Dirty Water Tube Meat

There is something inherently disgusting, yet exquisitely divine about a hotdog. As a New Yorker, I feel it is hard to refuse one, as if you by some unseen force, you are attracted to every dirty-water steam cart you pass by on the sidewalk. Pretzels and hot dogs–and when I say pretzels I mean big, kosher salted, soft pretzels, warm enough to almost burn your tongue. I swear, New Yorkers could live on that diet. Don’t forget the Dr Brown’s soda, with the rat feces flecked across the top and lip of the can. It is as if everything about this operation is unsanitary, filthy, and, unhealthy. But that seems to be the draw. For some reason the cart excuses the unknown ingredients of the tube meat–the chemicals which are poured into the casing, the lips and assholes that are ground together to make nirvana in a bun–because of all this, it is ok.

Now, if you were in a restaurant, and you sat down, that would instantly change the appeal. Could you imagine if you took the cart, and expanded it to a restaurant. The same guy serving you the hotdog, out back as the cook or chef, slinging your food around the kitchen, the same fingers handling money, handling your bun and dog, you would walk out demanding a refund. But there is something inherently mystical about street food, something we just can’t live without. It is as if the pulse of an area is measured by how many food trucks, trailers, and carts can ply their cheap food to the public, without some unknown, intestinal illness, striking the population.

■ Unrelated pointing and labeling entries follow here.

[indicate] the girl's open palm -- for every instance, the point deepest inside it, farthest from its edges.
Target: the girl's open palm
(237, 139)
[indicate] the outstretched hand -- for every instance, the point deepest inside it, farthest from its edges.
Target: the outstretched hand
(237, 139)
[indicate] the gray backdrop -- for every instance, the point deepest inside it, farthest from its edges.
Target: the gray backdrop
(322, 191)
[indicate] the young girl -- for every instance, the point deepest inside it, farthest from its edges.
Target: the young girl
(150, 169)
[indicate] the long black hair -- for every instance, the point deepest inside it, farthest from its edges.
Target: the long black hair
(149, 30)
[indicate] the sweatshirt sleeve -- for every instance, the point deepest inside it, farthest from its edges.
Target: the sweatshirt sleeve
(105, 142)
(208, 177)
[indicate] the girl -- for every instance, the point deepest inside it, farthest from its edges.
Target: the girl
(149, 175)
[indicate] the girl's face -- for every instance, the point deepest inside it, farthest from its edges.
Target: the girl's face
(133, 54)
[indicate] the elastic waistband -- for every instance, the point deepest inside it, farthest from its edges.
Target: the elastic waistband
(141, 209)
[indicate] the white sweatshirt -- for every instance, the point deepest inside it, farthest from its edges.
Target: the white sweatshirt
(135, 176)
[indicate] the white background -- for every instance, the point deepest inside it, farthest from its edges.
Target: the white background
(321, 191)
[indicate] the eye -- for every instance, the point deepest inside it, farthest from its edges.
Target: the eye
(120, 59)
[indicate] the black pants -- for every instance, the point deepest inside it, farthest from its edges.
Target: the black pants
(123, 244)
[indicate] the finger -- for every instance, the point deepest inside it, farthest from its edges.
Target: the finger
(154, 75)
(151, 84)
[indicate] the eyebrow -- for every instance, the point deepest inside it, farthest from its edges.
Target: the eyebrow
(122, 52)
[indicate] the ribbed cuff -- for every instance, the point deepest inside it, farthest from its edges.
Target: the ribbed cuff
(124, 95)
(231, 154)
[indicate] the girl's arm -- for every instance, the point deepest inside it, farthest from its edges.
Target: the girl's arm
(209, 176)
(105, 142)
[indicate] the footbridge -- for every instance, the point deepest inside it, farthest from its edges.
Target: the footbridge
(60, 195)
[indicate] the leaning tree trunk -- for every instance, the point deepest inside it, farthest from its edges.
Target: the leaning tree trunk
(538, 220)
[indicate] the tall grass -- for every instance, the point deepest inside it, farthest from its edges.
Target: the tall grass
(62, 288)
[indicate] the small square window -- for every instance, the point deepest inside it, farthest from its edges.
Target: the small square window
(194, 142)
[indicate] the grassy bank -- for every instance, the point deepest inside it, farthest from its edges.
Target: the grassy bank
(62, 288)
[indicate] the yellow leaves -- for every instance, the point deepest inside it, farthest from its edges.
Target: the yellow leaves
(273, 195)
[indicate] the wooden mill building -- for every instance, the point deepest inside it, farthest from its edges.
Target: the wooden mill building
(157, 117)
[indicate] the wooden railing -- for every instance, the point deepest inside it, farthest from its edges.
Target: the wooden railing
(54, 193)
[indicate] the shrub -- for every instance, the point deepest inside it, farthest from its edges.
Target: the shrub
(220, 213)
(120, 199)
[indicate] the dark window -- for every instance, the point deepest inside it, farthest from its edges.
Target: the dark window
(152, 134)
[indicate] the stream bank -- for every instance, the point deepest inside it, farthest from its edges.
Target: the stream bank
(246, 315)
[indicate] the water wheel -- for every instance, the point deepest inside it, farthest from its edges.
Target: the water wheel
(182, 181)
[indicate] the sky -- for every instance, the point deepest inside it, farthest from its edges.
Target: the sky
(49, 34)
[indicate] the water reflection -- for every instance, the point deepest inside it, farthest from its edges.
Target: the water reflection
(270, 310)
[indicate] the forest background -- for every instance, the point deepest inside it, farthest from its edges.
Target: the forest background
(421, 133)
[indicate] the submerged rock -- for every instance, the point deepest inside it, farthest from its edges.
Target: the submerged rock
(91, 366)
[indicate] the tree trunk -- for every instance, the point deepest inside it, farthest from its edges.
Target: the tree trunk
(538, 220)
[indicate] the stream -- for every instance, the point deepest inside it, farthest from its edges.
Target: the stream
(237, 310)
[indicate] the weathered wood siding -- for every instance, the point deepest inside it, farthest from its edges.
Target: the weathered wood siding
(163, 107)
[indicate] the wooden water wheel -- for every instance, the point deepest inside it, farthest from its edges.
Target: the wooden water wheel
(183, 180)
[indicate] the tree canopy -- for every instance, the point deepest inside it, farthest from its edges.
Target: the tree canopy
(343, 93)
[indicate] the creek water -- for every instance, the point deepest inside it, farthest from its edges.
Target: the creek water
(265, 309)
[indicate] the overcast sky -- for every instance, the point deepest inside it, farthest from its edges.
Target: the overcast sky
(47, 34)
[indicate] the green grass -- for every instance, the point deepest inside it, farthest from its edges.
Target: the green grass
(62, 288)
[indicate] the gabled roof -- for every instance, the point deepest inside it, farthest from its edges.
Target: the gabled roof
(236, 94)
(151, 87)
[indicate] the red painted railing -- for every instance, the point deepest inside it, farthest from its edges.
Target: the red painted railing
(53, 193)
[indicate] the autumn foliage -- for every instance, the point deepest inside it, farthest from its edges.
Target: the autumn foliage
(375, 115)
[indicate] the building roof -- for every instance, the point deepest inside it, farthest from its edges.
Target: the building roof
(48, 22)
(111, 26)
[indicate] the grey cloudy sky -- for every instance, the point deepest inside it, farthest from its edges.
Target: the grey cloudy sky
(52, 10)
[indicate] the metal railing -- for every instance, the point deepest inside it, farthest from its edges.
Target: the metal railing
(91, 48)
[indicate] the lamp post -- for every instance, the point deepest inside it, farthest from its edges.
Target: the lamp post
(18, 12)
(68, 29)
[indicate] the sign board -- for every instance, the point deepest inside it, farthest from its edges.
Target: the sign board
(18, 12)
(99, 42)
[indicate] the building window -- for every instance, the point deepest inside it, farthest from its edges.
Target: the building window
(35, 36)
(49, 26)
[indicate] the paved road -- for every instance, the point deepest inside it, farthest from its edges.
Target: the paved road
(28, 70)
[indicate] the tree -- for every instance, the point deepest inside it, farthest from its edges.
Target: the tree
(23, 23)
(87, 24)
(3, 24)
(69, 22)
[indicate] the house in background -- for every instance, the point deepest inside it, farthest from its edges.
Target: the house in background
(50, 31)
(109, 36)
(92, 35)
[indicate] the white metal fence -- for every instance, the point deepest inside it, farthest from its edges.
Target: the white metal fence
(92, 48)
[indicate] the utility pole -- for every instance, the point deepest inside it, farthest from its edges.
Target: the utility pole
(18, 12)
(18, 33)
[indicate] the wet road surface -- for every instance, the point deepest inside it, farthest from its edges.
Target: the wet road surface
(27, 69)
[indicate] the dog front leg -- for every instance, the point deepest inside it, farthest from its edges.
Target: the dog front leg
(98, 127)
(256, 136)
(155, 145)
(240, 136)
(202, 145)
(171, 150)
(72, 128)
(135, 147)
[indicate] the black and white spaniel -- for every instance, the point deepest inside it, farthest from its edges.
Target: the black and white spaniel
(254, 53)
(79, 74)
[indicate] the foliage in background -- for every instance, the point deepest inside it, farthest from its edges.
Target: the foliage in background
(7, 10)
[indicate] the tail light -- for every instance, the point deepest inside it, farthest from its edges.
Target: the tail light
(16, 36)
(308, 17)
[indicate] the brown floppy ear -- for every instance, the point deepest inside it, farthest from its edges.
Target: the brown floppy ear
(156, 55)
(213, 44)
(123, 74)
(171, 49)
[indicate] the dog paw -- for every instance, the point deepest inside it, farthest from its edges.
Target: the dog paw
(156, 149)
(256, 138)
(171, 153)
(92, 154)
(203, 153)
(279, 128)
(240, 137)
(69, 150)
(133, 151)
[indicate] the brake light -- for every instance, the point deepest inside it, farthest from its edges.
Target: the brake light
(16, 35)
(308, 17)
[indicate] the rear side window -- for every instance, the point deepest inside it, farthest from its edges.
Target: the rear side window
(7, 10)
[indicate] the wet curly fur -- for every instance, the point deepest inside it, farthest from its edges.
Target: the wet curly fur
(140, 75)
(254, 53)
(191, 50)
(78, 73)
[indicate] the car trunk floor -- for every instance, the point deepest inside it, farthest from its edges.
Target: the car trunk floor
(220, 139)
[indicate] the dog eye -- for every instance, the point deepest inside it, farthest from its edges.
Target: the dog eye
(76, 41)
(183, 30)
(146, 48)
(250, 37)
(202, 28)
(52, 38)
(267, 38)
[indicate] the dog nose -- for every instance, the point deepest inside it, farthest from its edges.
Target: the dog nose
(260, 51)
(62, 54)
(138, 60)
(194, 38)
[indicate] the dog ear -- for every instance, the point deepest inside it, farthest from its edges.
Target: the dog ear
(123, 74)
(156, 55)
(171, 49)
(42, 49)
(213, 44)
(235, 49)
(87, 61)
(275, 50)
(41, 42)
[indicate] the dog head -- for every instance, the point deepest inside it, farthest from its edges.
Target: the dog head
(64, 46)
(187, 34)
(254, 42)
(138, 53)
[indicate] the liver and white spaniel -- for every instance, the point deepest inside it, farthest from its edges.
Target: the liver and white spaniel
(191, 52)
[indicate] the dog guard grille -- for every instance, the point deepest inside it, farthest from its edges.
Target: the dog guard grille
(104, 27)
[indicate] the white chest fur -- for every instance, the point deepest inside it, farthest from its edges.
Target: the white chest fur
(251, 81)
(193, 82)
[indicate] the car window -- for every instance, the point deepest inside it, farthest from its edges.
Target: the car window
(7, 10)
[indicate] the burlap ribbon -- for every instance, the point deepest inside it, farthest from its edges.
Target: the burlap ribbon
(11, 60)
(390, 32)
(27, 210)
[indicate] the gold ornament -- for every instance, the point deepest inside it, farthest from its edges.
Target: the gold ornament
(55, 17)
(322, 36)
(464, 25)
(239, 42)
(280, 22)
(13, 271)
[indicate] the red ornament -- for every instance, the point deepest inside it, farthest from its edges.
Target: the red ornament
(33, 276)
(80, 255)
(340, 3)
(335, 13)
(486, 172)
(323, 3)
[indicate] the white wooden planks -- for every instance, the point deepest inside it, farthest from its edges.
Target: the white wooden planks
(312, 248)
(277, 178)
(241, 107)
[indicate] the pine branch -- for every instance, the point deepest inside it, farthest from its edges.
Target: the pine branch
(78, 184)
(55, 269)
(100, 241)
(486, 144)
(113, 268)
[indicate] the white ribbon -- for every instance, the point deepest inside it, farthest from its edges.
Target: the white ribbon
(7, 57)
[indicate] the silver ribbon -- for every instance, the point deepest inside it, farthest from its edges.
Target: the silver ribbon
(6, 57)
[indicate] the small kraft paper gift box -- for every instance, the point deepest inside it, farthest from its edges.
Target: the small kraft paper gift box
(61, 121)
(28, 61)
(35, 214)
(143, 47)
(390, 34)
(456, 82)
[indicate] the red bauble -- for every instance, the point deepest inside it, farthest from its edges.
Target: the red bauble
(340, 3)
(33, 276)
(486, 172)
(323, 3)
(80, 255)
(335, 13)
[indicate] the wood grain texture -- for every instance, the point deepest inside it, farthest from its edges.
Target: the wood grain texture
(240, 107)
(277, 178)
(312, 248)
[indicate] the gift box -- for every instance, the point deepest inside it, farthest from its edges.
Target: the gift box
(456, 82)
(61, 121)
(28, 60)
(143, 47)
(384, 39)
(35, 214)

We all love this food, and the cart, well it forgives all this. The big yellow umbrella, it just draws us in. I think it is our inner child screaming to relive the fourth of July, or family barbecues when you didn’t have to host them, but instead ran around barefoot in the yard, chasing fireflies and shooting off illegal fireworks much to your neighbors chagrin. Our inner teen remembers the nights at 7-11, where a buck-fifty bought a big bite, with all the toppings you could get–where the hotdog was lost, awash in a sea of chili and radioactive orange cheese, the greenest, most verdant relish known to humankind floating atop this diarrhea inducing delight. So, I say, here, here, to the most dirty of our foods, handled in the most unsanitary ways, in which we all shrug our shoulders at and say, ‘just one more.’